Step 4. Deploy (or Upgrade) Scalar products using Helm Charts

  1. To enable Prometheus monitoring of Scalar products, set true to the following configurations in the custom values file.

    • Configurations
      • *.prometheusRule.enabled
      • *.grafanaDashboard.enabled
      • *.serviceMonitor.enabled
    • Sample configuration files
      • ScalarDB (scalardb-custom-values.yaml)
        envoy:
        prometheusRule:
        enabled: true
        grafanaDashboard:
        enabled: true
        serviceMonitor:
        enabled: true

        scalardb:
        prometheusRule:
        enabled: true
        grafanaDashboard:
        enabled: true
        serviceMonitor:
        enabled: true
      • ScalarDL Ledger (scalardl-ledger-custom-values.yaml)
        envoy:
        prometheusRule:
        enabled: true
        grafanaDashboard:
        enabled: true
        serviceMonitor:
        enabled: true

        ledger:
        prometheusRule:
        enabled: true
        grafanaDashboard:
        enabled: true
        serviceMonitor:
        enabled: true
      • ScalarDL Auditor (scalardl-auditor-custom-values.yaml)
        envoy:
        prometheusRule:
        enabled: true
        grafanaDashboard:
        enabled: true
        serviceMonitor:
        enabled: true

        auditor:
        prometheusRule:
        enabled: true
        grafanaDashboard:
        enabled: true
        serviceMonitor:
        enabled: true
  2. Deploy (or Upgrade) Scalar products using Helm Charts with the above custom values file.

    • Examples
      • ScalarDB
        helm install scalardb scalar-labs/scalardb -f ./scalardb-custom-values.yaml
        helm upgrade scalardb scalar-labs/scalardb -f ./scalardb-custom-values.yaml
      • ScalarDL Ledger
        helm install scalardl-ledger scalar-labs/scalardl -f ./scalardl-ledger-custom-values.yaml
        helm upgrade scalardl-ledger scalar-labs/scalardl -f ./scalardl-ledger-custom-values.yaml
      • ScalarDL Auditor
        helm install scalardl-auditor scalar-labs/scalardl-audit -f ./scalardl-auditor-custom-values.yaml
        helm upgrade scalardl-auditor scalar-labs/scalardl-audit -f ./scalardl-auditor-custom-values.yaml

Step 5. Access Dashboards

If you use minikube

  1. To expose each service resource as your localhost (127.0.0.1), open another terminal, and run the minikube tunnel command.

    minikube tunnel

    After running the minikube tunnel command, you can see the EXTERNAL-IP of each service resource as 127.0.0.1.

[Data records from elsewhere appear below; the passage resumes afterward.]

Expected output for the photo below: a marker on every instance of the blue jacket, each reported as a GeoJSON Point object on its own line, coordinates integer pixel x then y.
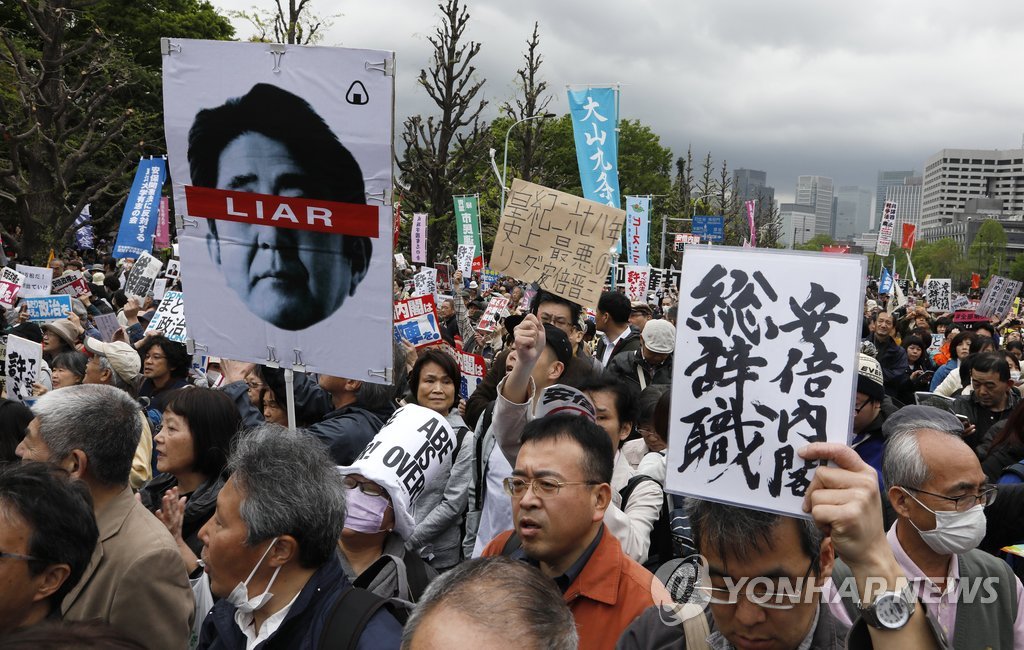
{"type": "Point", "coordinates": [302, 626]}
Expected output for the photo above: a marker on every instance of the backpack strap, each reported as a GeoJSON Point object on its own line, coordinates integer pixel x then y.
{"type": "Point", "coordinates": [348, 617]}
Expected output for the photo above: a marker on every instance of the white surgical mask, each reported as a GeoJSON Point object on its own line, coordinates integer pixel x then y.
{"type": "Point", "coordinates": [240, 595]}
{"type": "Point", "coordinates": [954, 532]}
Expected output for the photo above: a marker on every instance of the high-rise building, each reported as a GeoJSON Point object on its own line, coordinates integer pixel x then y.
{"type": "Point", "coordinates": [953, 176]}
{"type": "Point", "coordinates": [907, 198]}
{"type": "Point", "coordinates": [751, 183]}
{"type": "Point", "coordinates": [886, 179]}
{"type": "Point", "coordinates": [817, 191]}
{"type": "Point", "coordinates": [799, 222]}
{"type": "Point", "coordinates": [853, 213]}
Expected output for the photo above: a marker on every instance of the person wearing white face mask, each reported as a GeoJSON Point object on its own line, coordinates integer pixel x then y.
{"type": "Point", "coordinates": [939, 492]}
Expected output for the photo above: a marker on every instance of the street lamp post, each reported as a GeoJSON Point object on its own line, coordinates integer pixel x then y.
{"type": "Point", "coordinates": [503, 177]}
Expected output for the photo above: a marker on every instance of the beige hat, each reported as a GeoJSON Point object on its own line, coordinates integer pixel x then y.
{"type": "Point", "coordinates": [123, 358]}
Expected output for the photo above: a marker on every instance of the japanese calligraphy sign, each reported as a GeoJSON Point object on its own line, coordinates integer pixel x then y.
{"type": "Point", "coordinates": [426, 283]}
{"type": "Point", "coordinates": [71, 284]}
{"type": "Point", "coordinates": [170, 317]}
{"type": "Point", "coordinates": [37, 280]}
{"type": "Point", "coordinates": [938, 293]}
{"type": "Point", "coordinates": [496, 308]}
{"type": "Point", "coordinates": [595, 118]}
{"type": "Point", "coordinates": [10, 287]}
{"type": "Point", "coordinates": [141, 276]}
{"type": "Point", "coordinates": [416, 320]}
{"type": "Point", "coordinates": [24, 359]}
{"type": "Point", "coordinates": [138, 221]}
{"type": "Point", "coordinates": [558, 241]}
{"type": "Point", "coordinates": [419, 237]}
{"type": "Point", "coordinates": [998, 297]}
{"type": "Point", "coordinates": [467, 223]}
{"type": "Point", "coordinates": [637, 223]}
{"type": "Point", "coordinates": [886, 227]}
{"type": "Point", "coordinates": [48, 308]}
{"type": "Point", "coordinates": [765, 363]}
{"type": "Point", "coordinates": [637, 283]}
{"type": "Point", "coordinates": [465, 259]}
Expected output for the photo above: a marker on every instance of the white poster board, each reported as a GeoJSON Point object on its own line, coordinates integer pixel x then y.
{"type": "Point", "coordinates": [765, 362]}
{"type": "Point", "coordinates": [37, 280]}
{"type": "Point", "coordinates": [300, 256]}
{"type": "Point", "coordinates": [24, 360]}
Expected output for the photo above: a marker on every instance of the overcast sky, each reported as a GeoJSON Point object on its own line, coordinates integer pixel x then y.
{"type": "Point", "coordinates": [841, 89]}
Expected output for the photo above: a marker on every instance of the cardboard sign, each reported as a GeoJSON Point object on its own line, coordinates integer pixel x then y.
{"type": "Point", "coordinates": [170, 317]}
{"type": "Point", "coordinates": [143, 273]}
{"type": "Point", "coordinates": [497, 308]}
{"type": "Point", "coordinates": [10, 287]}
{"type": "Point", "coordinates": [48, 308]}
{"type": "Point", "coordinates": [37, 280]}
{"type": "Point", "coordinates": [938, 293]}
{"type": "Point", "coordinates": [558, 241]}
{"type": "Point", "coordinates": [765, 362]}
{"type": "Point", "coordinates": [24, 359]}
{"type": "Point", "coordinates": [416, 320]}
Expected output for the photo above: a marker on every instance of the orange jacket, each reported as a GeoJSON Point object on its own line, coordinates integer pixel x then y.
{"type": "Point", "coordinates": [608, 595]}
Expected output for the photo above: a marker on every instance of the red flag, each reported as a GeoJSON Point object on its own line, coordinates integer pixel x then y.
{"type": "Point", "coordinates": [908, 235]}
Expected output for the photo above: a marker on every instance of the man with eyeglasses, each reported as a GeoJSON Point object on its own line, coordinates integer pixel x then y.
{"type": "Point", "coordinates": [939, 492]}
{"type": "Point", "coordinates": [47, 532]}
{"type": "Point", "coordinates": [559, 490]}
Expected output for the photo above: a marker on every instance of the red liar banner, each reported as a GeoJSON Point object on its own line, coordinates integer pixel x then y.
{"type": "Point", "coordinates": [285, 212]}
{"type": "Point", "coordinates": [908, 234]}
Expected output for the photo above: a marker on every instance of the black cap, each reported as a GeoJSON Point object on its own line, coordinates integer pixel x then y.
{"type": "Point", "coordinates": [558, 342]}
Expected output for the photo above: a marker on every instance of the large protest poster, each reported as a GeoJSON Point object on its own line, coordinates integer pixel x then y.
{"type": "Point", "coordinates": [637, 223]}
{"type": "Point", "coordinates": [467, 222]}
{"type": "Point", "coordinates": [138, 221]}
{"type": "Point", "coordinates": [170, 317]}
{"type": "Point", "coordinates": [886, 227]}
{"type": "Point", "coordinates": [37, 280]}
{"type": "Point", "coordinates": [416, 320]}
{"type": "Point", "coordinates": [143, 273]}
{"type": "Point", "coordinates": [558, 241]}
{"type": "Point", "coordinates": [10, 287]}
{"type": "Point", "coordinates": [24, 358]}
{"type": "Point", "coordinates": [284, 261]}
{"type": "Point", "coordinates": [998, 297]}
{"type": "Point", "coordinates": [765, 362]}
{"type": "Point", "coordinates": [938, 293]}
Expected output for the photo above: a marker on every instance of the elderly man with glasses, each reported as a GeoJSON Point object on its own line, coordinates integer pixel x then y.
{"type": "Point", "coordinates": [939, 492]}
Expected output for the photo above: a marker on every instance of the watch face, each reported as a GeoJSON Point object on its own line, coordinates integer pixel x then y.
{"type": "Point", "coordinates": [891, 610]}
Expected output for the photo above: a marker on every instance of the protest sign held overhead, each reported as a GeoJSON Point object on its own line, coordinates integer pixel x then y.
{"type": "Point", "coordinates": [298, 254]}
{"type": "Point", "coordinates": [141, 276]}
{"type": "Point", "coordinates": [38, 280]}
{"type": "Point", "coordinates": [938, 293]}
{"type": "Point", "coordinates": [765, 362]}
{"type": "Point", "coordinates": [170, 317]}
{"type": "Point", "coordinates": [10, 287]}
{"type": "Point", "coordinates": [558, 241]}
{"type": "Point", "coordinates": [416, 320]}
{"type": "Point", "coordinates": [24, 359]}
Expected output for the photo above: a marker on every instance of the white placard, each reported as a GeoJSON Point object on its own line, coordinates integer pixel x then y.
{"type": "Point", "coordinates": [938, 293]}
{"type": "Point", "coordinates": [24, 360]}
{"type": "Point", "coordinates": [293, 283]}
{"type": "Point", "coordinates": [37, 280]}
{"type": "Point", "coordinates": [765, 362]}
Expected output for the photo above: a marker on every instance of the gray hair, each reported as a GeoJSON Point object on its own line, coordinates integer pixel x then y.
{"type": "Point", "coordinates": [484, 590]}
{"type": "Point", "coordinates": [742, 532]}
{"type": "Point", "coordinates": [289, 486]}
{"type": "Point", "coordinates": [902, 464]}
{"type": "Point", "coordinates": [101, 421]}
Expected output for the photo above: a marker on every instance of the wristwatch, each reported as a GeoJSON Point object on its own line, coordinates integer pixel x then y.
{"type": "Point", "coordinates": [890, 610]}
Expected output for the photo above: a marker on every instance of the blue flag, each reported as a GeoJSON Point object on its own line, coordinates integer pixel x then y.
{"type": "Point", "coordinates": [138, 222]}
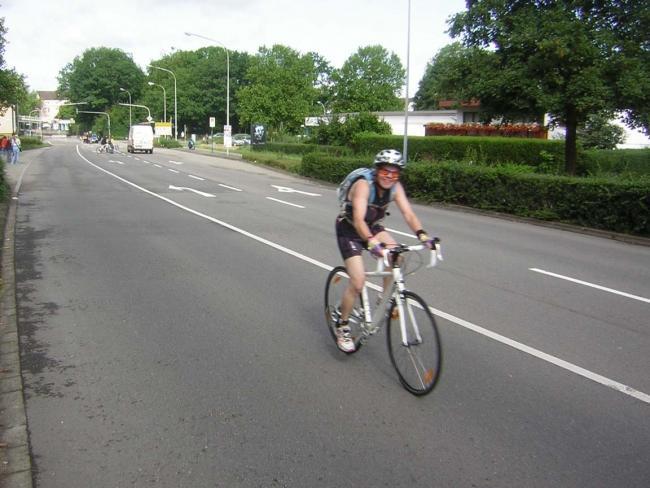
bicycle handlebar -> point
(436, 254)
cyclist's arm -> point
(405, 207)
(359, 193)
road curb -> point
(15, 459)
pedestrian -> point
(15, 148)
(5, 147)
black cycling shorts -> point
(349, 241)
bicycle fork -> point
(401, 303)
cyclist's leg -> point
(356, 271)
(384, 237)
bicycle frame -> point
(397, 286)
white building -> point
(7, 121)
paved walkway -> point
(15, 461)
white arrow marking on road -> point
(592, 285)
(202, 193)
(286, 203)
(230, 187)
(285, 189)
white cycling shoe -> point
(344, 339)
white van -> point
(140, 138)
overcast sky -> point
(45, 35)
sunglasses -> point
(393, 174)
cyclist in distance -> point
(359, 225)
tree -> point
(570, 59)
(281, 90)
(369, 81)
(342, 131)
(12, 85)
(600, 133)
(323, 83)
(96, 77)
(447, 74)
(201, 77)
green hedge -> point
(331, 168)
(298, 148)
(629, 162)
(545, 154)
(611, 204)
(601, 203)
(167, 142)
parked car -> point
(241, 139)
(140, 139)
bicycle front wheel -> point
(337, 283)
(416, 352)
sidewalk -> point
(15, 460)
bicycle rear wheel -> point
(418, 362)
(337, 282)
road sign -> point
(227, 136)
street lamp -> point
(128, 93)
(175, 105)
(40, 122)
(227, 82)
(101, 113)
(151, 83)
(139, 106)
(406, 96)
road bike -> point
(411, 332)
(106, 148)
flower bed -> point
(506, 130)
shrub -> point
(478, 150)
(331, 168)
(625, 162)
(167, 142)
(601, 203)
(300, 148)
(342, 131)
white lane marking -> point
(592, 285)
(286, 203)
(286, 189)
(230, 187)
(620, 387)
(184, 188)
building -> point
(7, 121)
(43, 120)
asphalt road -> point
(170, 319)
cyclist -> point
(360, 225)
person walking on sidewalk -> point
(15, 149)
(5, 147)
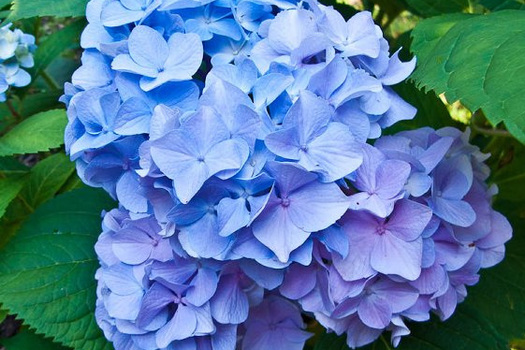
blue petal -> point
(229, 305)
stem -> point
(49, 80)
(368, 5)
(380, 16)
(12, 109)
(487, 131)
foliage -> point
(471, 51)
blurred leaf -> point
(4, 3)
(57, 43)
(344, 9)
(46, 179)
(3, 315)
(430, 110)
(479, 61)
(429, 8)
(57, 8)
(498, 5)
(40, 132)
(27, 339)
(47, 270)
(9, 166)
(40, 102)
(9, 189)
(391, 7)
(73, 183)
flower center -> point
(380, 230)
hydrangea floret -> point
(16, 53)
(237, 138)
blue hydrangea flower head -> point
(235, 137)
(16, 53)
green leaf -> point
(47, 270)
(40, 132)
(4, 3)
(430, 109)
(9, 189)
(498, 5)
(57, 8)
(9, 166)
(479, 61)
(40, 102)
(57, 43)
(3, 315)
(429, 8)
(27, 339)
(46, 179)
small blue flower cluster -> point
(234, 136)
(16, 52)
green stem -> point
(487, 131)
(368, 5)
(49, 80)
(12, 109)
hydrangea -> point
(16, 53)
(236, 138)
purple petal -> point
(274, 228)
(230, 303)
(392, 255)
(181, 326)
(375, 312)
(409, 219)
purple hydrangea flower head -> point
(234, 136)
(389, 247)
(276, 323)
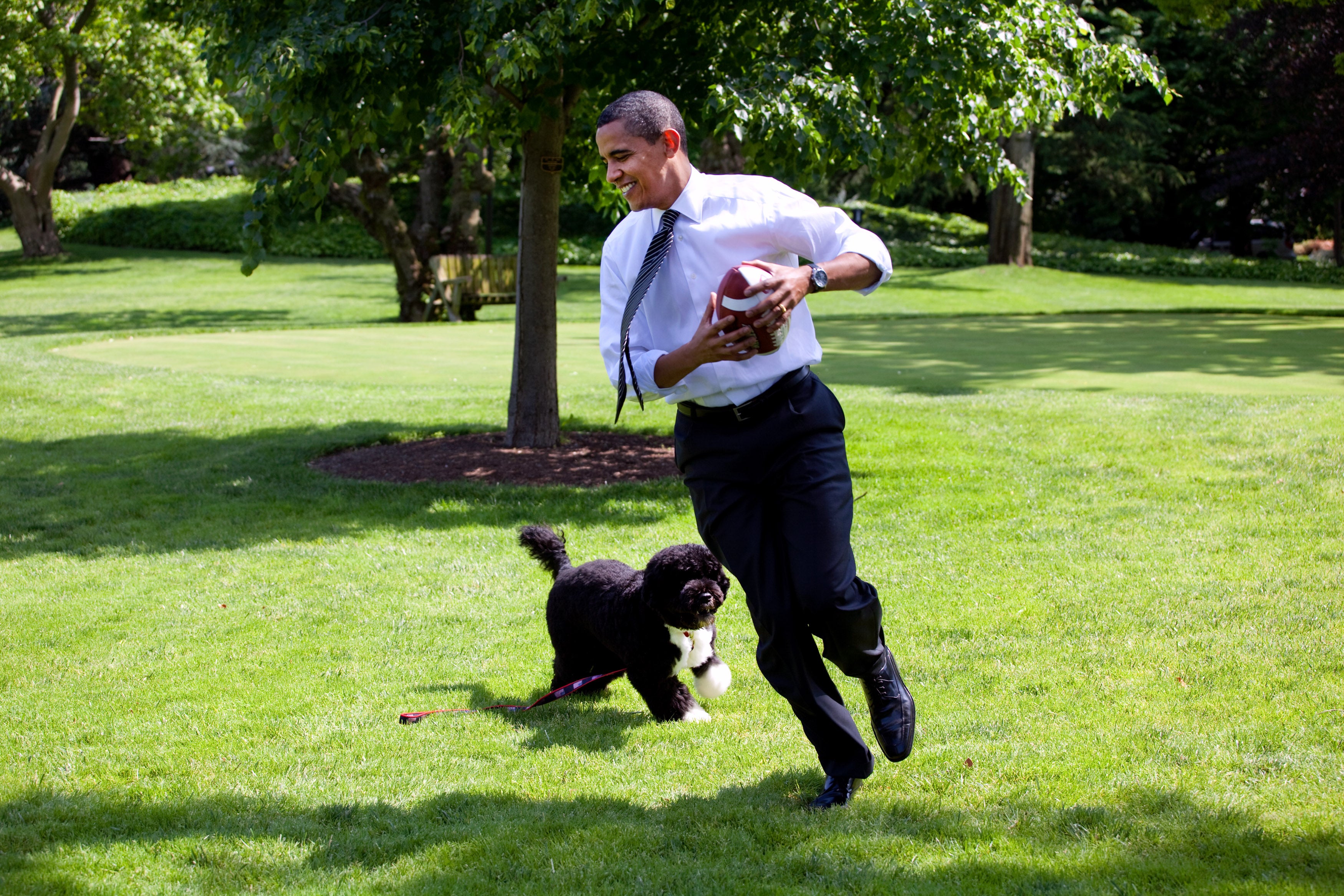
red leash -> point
(412, 718)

    kubectl get svc -n monitoring scalar-monitoring-kube-pro-prometheus scalar-monitoring-kube-pro-alertmanager scalar-monitoring-grafana

    [Command execution result]

    NAME                                      TYPE           CLUSTER-IP     EXTERNAL-IP   PORT(S)          AGE
    scalar-monitoring-kube-pro-prometheus LoadBalancer 10.98.11.12 127.0.0.1 9090:30550/TCP 26m
    scalar-monitoring-kube-pro-alertmanager LoadBalancer 10.98.151.66 127.0.0.1 9093:31684/TCP 26m
    scalar-monitoring-grafana LoadBalancer 10.103.19.4 127.0.0.1 3000:31948/TCP 26m
  2. Access each Dashboard.

    • Prometheus
      http://localhost:9090/
    • Alertmanager
      http://localhost:9093/
    • Grafana
      http://localhost:3000/
      • Note:
        • You can see the user and password of Grafana as follows.
          • user
            kubectl get secrets scalar-monitoring-grafana -n monitoring -o jsonpath='{.data.admin-user}' | base64 -d
          • password
            kubectl get secrets scalar-monitoring-grafana -n monitoring -o jsonpath='{.data.admin-password}' | base64 -d

If you use other Kubernetes than minikube

If you use a Kubernetes cluster other than minikube, you need to access the LoadBalancer service according to the manner of each Kubernetes cluster. For example, using a Load Balancer provided by cloud service or the kubectl port-forward command.

Step 6. Delete all resources

After completing the Monitoring tests on the Kubernetes cluster, remove all resources.

  1. Terminate the minikube tunnel command. (If you use minikube)

    Ctrl + C
  2. Uninstall kube-prometheus-stack.

    helm uninstall scalar-monitoring -n monitoring
  3. Delete minikube. (Optional / If you use minikube)

    minikube delete --all
    • Note:
      • If you deploy the ScalarDB or ScalarDL, you need to remove them before deleting minikube.